I am on the front lines. I see first hand how my students have changed over the last 5 years in their ability to process instructions in a timely, correct manner. I don’t mean to be an alarmist but the bells are ringing. It is time to put more attention on challenging your mind.

I try my best to adjust my programming to suit the needs of my many students. I now see that I need to add more mental stimulus to our workouts to try to mitigate the problem, but my question to you today is a simple one: what are you doing when we are not together to challenge your mind?

I encourage you to put as much focus on keeping your mind sharp, as you do on attending the gym every day for your muscles and bones. There are many games out there to keep your mind sharp and you can go the traditional route with board games or use your electronic devices. Most of you are in amazing physical shape and I want your mind to keep up with your body! Use it or lose it. I see several people in my line of work who are losing it far too young. Get busy.

One of the common complaints that I have heard over the years is, “I don’t know my left from my right!” While this is a cute way to tell others not to follow you in class, I see the effect of people refusing to try to fix this with a concerted effort. Losing direction in class can be dangerous, especially in aerobics or dance class but if we ignore this, it can impact our driving ability and put others at risk on the road. In many of my classes, I have to keep the movements quite simple because so many people are having trouble with multi-tasking and direction. When I give you directions in class, repeat them in your mind while doing them, and this will help reinforce your sense of direction and hopefully improve your ability to process the information.

It is quite normal for reaction time to slow down as we age but we can slow this effect by continually challenging our nervous system through targeted exercise. Eye hand co-ordination games like Pickle Ball and Tennis and Badminton, all help to keep our reflexes sharp. Why is this important? As an instructor, I want you to be able to slow your body down in a fall. I want you to be able to catch yourself before hitting the ground, by getting a leg out in front of you fast enough but you need to practice these movements in a safe setting. You need to maintain flexibility and strength in your muscles to recover from being off balance and to withstand hitting the ground.

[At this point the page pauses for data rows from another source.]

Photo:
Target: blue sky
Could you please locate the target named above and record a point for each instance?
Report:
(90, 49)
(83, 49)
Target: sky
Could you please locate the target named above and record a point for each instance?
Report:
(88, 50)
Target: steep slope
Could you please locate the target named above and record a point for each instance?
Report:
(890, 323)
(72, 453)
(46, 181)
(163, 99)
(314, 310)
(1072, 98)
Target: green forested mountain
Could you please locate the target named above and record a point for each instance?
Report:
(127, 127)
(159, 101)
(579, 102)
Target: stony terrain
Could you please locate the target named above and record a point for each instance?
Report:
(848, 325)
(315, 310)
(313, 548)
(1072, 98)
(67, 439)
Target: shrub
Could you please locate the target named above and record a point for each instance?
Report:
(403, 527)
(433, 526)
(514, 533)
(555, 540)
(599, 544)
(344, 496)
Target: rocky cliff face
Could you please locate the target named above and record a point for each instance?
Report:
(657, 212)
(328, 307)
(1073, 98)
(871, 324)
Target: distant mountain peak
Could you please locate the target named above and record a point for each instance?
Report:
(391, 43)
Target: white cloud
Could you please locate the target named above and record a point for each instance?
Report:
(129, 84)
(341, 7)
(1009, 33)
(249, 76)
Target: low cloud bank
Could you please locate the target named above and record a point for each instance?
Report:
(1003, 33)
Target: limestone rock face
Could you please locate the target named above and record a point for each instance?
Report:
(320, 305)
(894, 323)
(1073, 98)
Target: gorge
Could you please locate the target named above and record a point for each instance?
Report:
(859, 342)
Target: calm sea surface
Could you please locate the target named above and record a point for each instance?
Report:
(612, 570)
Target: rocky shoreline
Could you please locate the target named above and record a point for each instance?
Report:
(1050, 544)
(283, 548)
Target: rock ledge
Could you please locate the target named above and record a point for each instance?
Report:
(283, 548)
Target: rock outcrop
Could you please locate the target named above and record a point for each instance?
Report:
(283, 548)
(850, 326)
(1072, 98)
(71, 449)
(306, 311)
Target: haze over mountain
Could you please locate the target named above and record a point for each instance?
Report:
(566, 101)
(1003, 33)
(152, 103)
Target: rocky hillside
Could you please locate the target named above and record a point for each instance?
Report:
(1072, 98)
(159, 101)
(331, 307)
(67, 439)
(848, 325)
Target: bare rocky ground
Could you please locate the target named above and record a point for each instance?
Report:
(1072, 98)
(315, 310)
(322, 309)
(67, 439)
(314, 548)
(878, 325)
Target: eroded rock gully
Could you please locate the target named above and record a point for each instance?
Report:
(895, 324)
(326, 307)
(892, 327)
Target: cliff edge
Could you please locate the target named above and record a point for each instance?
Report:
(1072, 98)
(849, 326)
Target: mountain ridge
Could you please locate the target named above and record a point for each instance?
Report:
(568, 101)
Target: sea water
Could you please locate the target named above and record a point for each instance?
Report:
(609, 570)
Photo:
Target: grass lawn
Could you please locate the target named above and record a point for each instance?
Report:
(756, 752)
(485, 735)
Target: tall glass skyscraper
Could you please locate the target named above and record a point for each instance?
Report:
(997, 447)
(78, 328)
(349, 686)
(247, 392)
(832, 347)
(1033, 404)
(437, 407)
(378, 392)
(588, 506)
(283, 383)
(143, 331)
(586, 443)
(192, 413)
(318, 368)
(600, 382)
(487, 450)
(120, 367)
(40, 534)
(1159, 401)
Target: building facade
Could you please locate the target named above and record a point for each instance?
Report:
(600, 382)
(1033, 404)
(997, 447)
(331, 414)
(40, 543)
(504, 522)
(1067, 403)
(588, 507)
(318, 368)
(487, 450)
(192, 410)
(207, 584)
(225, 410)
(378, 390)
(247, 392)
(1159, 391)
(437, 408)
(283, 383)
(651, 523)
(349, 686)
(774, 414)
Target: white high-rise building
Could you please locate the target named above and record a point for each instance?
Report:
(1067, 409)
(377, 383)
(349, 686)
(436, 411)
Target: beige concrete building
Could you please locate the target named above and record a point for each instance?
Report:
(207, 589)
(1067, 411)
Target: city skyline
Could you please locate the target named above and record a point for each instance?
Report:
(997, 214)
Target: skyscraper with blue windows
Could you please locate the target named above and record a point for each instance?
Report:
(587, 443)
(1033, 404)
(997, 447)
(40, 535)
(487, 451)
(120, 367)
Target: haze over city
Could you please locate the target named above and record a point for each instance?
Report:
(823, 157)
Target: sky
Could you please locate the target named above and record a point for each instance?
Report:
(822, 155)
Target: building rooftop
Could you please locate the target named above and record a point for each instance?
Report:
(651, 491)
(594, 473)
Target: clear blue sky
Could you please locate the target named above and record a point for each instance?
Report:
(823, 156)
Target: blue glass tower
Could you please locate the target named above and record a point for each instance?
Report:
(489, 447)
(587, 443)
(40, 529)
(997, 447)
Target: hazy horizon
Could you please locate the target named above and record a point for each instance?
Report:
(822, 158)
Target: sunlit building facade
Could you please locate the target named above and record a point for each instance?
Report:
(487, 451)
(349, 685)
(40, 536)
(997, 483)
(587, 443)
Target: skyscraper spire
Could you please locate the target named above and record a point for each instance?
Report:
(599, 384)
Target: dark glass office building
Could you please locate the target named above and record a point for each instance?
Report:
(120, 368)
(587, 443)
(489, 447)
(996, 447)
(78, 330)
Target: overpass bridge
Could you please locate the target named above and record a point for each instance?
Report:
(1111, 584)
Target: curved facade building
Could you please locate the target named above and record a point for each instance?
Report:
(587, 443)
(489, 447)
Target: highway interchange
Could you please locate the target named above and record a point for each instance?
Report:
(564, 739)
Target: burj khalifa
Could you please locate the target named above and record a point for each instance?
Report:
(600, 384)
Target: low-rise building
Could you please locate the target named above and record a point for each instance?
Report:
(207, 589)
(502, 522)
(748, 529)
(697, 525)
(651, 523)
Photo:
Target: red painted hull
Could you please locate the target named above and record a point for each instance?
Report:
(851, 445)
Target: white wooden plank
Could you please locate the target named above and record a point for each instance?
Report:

“But sports irritates my knees?” I can hear many of you saying this so here is my prescription. Seriously look into what is causing your knee pain. Spend the money to discuss your situation with a physiotherapist and then address the issue. Maybe you cannot take up Pickle Ball or Badminton, but then work hard to strengthen and stretch the imbalances around your knees because avoiding the issue will not make it go away. In a situation where you are falling, you need to have good flexibility, and quick reflexes to avoid serious injury. I can’t stress this enough. Once we pass 50 or 60 years of age, it takes longer to heal if we are not in good shape before an injury and often an injury will set us back in more ways than one. So let’s address the issues that are keeping us from staying agile and be proactive instead of simply reactive.

Often, we stop moving to avoid pain in our joints but this is a dangerous cycle because the lack of movement results in atrophied weak muscles, which results in imbalances and sets us up for injury. Remember that we are fighting decay. A “rolling stone gathers no moss.” We need to keep moving, in every way that our joints are designed to move, and we need to use our mind in the process. We are aging but we can ease the process through activities that challenge every aspect of our physical well being.

“What a bummer blog post Beth!”

Sorry everyone. I am here to keep it real. Remember, I need you guys to keep going so I can keep doing what I love.